17 California Communities Could Run Dry in 100 Days

SFGate reports California drought: communities at risk of running dry.

It is a bleak roadmap of the deepening crisis brought on by one of California’s worst droughts – a list of 17 communities and water districts that within 100 days could run dry of the state’s most precious commodity.

The threatened towns and districts, identified this week by state health officials, are mostly small and in rural areas. They get their water in a variety of ways, from reservoirs to wells to rivers. But, in all cases, a largely rainless winter has left their supplies near empty.

In the mountain town of Lompico in Santa Cruz County, the creek that provides the community with water has run dry, while three wells that tap an underground aquifer aren’t drawing as much as usual.

The water district has required its 1,200 or so customers to scale back water use by 30 percent to preserve what little water it has, but officials aren’t sure the conservation targets are realistic.

“Here’s the problem: We live in the Santa Cruz Mountains. People don’t have lawns. They don’t have gardens. How are they going to conserve 30 percent?” said Lois Henry, president of the Lompico Water District board.

Is Shutting Off Irrigation Water a Good Idea?

Of course it is. It was a bad idea to provide subsidies to water the desert in the first place.

California grows a lot of food.

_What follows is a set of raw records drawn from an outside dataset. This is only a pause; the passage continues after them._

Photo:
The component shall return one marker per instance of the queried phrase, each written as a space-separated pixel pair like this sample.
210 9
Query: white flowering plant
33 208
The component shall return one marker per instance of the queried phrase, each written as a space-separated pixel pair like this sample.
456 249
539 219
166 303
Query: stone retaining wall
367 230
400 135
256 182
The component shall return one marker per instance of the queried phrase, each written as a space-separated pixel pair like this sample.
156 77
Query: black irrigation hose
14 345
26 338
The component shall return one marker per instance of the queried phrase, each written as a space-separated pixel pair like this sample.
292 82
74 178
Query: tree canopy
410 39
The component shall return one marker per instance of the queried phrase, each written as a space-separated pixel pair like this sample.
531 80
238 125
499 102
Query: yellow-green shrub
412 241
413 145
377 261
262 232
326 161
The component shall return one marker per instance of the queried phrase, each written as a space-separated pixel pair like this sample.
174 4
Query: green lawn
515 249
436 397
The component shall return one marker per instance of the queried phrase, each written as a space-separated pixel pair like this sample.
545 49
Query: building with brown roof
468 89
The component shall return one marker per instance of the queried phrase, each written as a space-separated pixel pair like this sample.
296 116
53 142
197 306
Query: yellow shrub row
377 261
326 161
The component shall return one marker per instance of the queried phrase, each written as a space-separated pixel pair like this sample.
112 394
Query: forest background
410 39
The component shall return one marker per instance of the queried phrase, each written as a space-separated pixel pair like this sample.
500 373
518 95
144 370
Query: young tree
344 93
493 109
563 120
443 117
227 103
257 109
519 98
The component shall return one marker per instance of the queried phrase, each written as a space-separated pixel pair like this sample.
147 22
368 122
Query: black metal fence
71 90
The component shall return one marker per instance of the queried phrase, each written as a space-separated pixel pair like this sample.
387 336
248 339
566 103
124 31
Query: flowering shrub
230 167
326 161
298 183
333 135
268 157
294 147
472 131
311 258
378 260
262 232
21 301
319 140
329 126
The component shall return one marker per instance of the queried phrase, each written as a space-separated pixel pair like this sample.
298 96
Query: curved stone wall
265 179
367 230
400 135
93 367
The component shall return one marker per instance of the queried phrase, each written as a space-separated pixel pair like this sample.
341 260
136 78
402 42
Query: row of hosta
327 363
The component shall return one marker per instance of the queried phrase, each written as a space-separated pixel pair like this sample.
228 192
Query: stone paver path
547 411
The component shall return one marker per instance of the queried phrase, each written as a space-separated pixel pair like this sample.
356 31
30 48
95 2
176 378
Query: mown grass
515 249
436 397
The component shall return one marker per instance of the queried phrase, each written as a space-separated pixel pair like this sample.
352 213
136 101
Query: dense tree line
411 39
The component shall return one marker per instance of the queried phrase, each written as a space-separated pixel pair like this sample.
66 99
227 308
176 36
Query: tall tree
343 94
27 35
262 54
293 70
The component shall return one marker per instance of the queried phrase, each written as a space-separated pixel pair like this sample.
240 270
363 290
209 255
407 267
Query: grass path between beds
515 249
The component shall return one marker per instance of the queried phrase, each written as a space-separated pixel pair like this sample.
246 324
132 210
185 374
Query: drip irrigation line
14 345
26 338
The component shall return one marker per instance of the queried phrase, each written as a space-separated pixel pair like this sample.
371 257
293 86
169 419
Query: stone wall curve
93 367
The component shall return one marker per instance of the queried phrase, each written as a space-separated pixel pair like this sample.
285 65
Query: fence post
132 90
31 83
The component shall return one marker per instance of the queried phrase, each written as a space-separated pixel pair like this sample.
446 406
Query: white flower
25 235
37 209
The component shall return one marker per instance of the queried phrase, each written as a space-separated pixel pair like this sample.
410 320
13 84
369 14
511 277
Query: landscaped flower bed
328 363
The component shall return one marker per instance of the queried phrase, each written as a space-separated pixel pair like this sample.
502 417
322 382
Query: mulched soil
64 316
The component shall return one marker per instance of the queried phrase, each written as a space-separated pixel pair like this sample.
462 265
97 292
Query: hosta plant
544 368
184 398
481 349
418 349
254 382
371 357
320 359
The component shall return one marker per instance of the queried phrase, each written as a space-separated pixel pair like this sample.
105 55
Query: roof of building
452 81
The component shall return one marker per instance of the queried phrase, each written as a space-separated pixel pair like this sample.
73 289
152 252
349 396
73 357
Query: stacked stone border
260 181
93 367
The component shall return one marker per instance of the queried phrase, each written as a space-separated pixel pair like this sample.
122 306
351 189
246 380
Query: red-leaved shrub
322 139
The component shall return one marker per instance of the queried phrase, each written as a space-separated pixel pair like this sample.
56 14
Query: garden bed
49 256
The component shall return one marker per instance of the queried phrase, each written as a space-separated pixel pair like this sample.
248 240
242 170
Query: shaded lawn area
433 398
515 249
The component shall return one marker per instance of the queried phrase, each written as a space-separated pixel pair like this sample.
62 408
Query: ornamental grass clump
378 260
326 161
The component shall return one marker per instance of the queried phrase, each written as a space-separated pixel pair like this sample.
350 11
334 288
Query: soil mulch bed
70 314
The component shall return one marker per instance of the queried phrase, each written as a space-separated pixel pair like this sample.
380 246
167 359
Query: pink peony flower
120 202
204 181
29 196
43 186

Much of it is because of subsidies that overcharge residential customers for the benefit of farm owners.

Might food prices go up?

Perhaps. So what? You cannot water the desert with water that does not exist.

I have a better idea: eliminate tariffs, crop supports, and all subsidies. We can get peppers, onions, tomatoes, and other produce and fruit items from places that do not have US taxpayer subsidies.

Activists will howl “other countries subsidize farmers”. Without a doubt many do. An if so, it will be at their expense, not US taxpayer expense.